Voluntários em uma atividade para conscientizar sobre o problema social no qual se converteram os suicídios na Índia. Foto: Sujoy Dhar/IPS
Voluntários em uma atividade para conscientizar sobre o problema social no qual se converteram os suicídios na Índia. Foto: Sujoy Dhar/IPS

 

Thiruvananthapuram, Índia, 4/11/2013 – O suicídio de Sarath, 29 anos, que se enforcou no escritório da empresa de segurança onde trabalhava, em Kattakada, sul da Índia, foi uma lembrança do que as estatísticas mostram há tempos: cada vez mais homens jovens se suicidam nesse país por problemas socioeconômicos. Sarath há tempos estava deprimido, supostamente pelas dívidas de um empréstimo bancário que não podia pagar, segundo pessoas próximas a ele.

Em 2012, suicidaram-se 135.445 pessoas neste país, 79.773 homens e 40.715 mulheres, segundo estatísticas divulgadas no começo deste ano pelo Escritório Nacional de Registros Criminosos, que funciona vinculado ao Ministério de Assuntos Internos da Índia. O Estado de Bengala Ocidental não separou os números por sexo.

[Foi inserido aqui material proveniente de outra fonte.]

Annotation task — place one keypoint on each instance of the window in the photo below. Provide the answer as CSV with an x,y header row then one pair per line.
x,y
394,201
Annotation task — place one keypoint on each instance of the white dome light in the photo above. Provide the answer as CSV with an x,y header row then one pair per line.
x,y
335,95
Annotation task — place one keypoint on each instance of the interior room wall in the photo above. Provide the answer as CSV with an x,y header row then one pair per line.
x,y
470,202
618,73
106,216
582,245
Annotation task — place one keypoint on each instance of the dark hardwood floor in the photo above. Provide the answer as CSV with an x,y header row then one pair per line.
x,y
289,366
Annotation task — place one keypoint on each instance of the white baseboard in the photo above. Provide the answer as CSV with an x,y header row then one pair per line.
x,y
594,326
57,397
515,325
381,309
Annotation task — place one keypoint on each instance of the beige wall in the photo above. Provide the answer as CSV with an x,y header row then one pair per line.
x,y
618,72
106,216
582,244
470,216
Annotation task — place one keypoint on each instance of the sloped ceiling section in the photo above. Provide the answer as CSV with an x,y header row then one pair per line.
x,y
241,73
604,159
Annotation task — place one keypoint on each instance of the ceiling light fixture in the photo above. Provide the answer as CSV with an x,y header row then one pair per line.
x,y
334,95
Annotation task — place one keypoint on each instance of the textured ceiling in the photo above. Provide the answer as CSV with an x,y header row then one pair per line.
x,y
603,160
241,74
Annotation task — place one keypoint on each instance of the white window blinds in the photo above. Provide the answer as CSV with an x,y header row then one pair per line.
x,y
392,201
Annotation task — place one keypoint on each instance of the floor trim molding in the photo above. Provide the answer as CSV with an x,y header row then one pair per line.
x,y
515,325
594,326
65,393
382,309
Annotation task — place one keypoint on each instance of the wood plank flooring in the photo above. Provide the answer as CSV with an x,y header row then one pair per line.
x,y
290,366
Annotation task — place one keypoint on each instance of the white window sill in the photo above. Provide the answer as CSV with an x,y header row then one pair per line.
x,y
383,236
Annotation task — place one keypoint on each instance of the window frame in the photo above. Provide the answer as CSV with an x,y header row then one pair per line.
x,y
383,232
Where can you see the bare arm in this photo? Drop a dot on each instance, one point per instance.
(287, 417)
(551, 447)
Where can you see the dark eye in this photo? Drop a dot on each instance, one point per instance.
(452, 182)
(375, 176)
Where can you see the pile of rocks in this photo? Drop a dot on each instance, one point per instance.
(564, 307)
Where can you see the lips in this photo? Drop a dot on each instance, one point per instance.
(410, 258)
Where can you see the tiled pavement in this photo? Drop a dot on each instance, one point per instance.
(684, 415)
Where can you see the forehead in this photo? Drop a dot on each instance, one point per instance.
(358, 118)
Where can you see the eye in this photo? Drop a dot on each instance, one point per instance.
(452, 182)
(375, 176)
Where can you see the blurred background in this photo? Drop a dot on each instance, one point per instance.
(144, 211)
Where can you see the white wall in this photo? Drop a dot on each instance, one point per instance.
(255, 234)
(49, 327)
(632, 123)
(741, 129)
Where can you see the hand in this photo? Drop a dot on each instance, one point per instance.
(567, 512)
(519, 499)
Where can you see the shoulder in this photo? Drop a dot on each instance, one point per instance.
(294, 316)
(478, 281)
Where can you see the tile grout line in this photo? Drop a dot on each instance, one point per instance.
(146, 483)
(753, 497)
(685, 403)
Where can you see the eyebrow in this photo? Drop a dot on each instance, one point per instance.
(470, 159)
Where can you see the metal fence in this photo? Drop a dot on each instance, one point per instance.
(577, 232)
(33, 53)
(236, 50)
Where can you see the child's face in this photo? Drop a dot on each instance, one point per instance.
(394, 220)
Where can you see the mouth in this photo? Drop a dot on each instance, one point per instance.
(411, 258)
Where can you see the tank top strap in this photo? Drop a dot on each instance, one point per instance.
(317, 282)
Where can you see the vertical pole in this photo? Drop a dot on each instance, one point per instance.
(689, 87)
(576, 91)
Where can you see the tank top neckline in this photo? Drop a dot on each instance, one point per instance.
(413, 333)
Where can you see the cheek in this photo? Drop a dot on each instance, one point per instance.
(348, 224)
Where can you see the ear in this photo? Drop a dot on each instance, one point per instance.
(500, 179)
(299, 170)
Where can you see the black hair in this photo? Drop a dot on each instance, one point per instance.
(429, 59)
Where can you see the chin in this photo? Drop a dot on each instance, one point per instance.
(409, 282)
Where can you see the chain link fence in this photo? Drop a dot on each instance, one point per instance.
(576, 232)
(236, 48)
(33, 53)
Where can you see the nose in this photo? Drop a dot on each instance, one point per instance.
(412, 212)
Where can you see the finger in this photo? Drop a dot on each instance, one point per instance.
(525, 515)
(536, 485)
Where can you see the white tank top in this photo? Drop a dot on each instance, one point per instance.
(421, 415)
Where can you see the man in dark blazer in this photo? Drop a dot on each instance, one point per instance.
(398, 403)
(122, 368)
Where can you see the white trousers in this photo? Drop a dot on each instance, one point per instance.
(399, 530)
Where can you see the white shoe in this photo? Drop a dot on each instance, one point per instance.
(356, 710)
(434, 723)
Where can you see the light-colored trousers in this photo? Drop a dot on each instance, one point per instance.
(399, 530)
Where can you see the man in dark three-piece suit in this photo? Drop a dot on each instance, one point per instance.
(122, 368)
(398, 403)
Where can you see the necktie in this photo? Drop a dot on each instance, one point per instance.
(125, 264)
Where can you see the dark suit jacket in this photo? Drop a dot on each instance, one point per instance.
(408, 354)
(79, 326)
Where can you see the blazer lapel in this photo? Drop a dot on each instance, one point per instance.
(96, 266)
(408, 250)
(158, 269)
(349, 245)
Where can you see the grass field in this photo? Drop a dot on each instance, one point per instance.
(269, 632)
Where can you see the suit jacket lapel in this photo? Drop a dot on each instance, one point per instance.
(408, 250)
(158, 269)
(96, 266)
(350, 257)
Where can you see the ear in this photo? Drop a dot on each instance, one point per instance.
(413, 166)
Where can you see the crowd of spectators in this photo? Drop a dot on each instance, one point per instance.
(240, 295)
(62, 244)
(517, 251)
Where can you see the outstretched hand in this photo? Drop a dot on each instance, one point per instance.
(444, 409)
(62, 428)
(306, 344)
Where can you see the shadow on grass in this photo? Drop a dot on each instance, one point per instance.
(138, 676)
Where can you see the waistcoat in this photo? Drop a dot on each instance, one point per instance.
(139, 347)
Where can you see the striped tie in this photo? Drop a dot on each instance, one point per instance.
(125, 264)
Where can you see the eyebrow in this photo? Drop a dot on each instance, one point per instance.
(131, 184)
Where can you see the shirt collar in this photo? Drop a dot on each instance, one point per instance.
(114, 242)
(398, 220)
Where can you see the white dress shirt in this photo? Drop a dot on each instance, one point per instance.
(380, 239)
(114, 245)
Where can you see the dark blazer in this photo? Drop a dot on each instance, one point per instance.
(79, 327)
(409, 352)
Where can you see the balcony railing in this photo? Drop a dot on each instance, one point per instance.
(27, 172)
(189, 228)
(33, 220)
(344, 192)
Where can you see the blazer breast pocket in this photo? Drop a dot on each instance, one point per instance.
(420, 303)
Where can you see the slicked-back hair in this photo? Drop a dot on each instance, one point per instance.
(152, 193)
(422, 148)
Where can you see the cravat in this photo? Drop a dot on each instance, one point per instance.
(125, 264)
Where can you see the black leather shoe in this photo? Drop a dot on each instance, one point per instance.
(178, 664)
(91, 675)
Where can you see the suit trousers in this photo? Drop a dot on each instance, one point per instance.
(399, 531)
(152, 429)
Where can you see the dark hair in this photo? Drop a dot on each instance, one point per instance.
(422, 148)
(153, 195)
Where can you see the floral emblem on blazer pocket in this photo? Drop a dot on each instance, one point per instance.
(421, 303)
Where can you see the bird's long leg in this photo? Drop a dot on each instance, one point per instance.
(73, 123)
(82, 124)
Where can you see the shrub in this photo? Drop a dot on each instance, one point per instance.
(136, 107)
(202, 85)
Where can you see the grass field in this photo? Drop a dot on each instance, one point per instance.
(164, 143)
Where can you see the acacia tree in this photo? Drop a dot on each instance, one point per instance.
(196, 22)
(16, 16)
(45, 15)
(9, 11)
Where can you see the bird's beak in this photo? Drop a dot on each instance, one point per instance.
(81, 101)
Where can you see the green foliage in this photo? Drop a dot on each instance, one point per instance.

Esse órgão atribui a maioria dos suicídios masculinos a causas socioeconômicas, enquanto, por outro lado, as mulheres decidem se matar na maioria das vezes por sofrimentos emocionais. As mulheres representam 48,65% da população indiana segundo o censo de 2011.

Os suicídios de agricultores foram durante muito tempo o segredo mais guardado dessa nação principalmente agrícola. A seca, a carestia dos insumos e as dívidas fizeram com que 13.754 produtores rurais se suicidassem em 2012, segundo o Escritório Nacional de Registros Criminosos.

“Os homens ainda são o principal arrimo econômico das famílias. Qualquer obstrução ou crise pode levá-los a tomar a medida extrema de pôr fim às suas vidas”, afirmou à IPS a pesquisadora independente Sreeleja Nair, especialista em desenvolvimento social e radicada em Thiruvananthapuram, capital do Estado de Kerala. “É provável que os homens interajam mais diretamente com as entidades públicas e sociais que garantem a coesão social”, acrescentou.

As mulheres são mais propensas do que os homens e pensar duas vezes, ressaltou à IPS o psicoterapeuta-chefe do Centro de Guia e Orientação Psicológica de St Joseph, Jose Puthenveed, na cidade de Kollam, 72 quilômetros ao norte de Thiruvananthapuram. Puthenveed baseia sua experiência no centro não governamental que trabalha na prevenção de suicídios nessa cidade.

Porém, Nair resiste a levar muito longe a divisão entre motivos socioeconômicos e emocionais para explicar os suicídios masculinos e femininos. Segundo ela, cada vez mais mulheres participam de atividades econômicas e se envolvem diretamente com a comunidade. “Além disso, as chamadas causas pessoais ou emocionais podem ter origem em contextos sociais ou econômicos”, apontou.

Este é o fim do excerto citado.